Weichmann F, Rohdewald P. Pycnogenol French maritime pine bark extract in randomized, double-blind, placebo-controlled human clinical studies. Front Nutr. 2024;11:1389374. doi:10.3389/fnut.2024.1389374. PMID:38757130.

Population: 2009 subjects across 39 RCTs spanning multiple health domains.

Dose protocol: Systematic overview of 39 randomized, double-blind, placebo-controlled trials covering 2009 subjects.

Key findings: Consistent cardiovascular and CVI benefits across multiple trial domains. Additional supportive signals for cognitive, joint, skin, and oral health.

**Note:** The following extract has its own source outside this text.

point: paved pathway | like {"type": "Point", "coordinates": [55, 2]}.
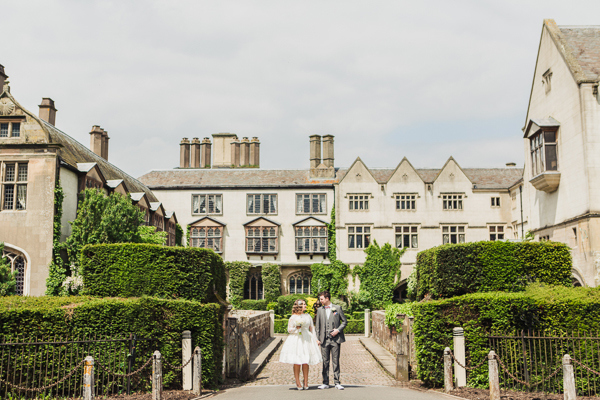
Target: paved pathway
{"type": "Point", "coordinates": [357, 367]}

Notes: Most comprehensive RDP overview of Pycnogenol to date. Authors include manufacturer-affiliated researchers.

Paper content

This 2024 systematic overview examined all 39 randomized, double-blind, placebo-controlled trials of Pycnogenol, covering 2009 subjects across multiple health domains. The review confirmed consistent cardiovascular and chronic venous insufficiency benefits, along with supportive evidence for cognitive, joint, skin, respiratory, and oral health outcomes. The antioxidative, anti-inflammatory, and endothelial function improvements provide a coherent mechanism across domains. This is a useful modern summary of the Pycnogenol RDP evidence landscape, though the authors include researchers affiliated with the manufacturer.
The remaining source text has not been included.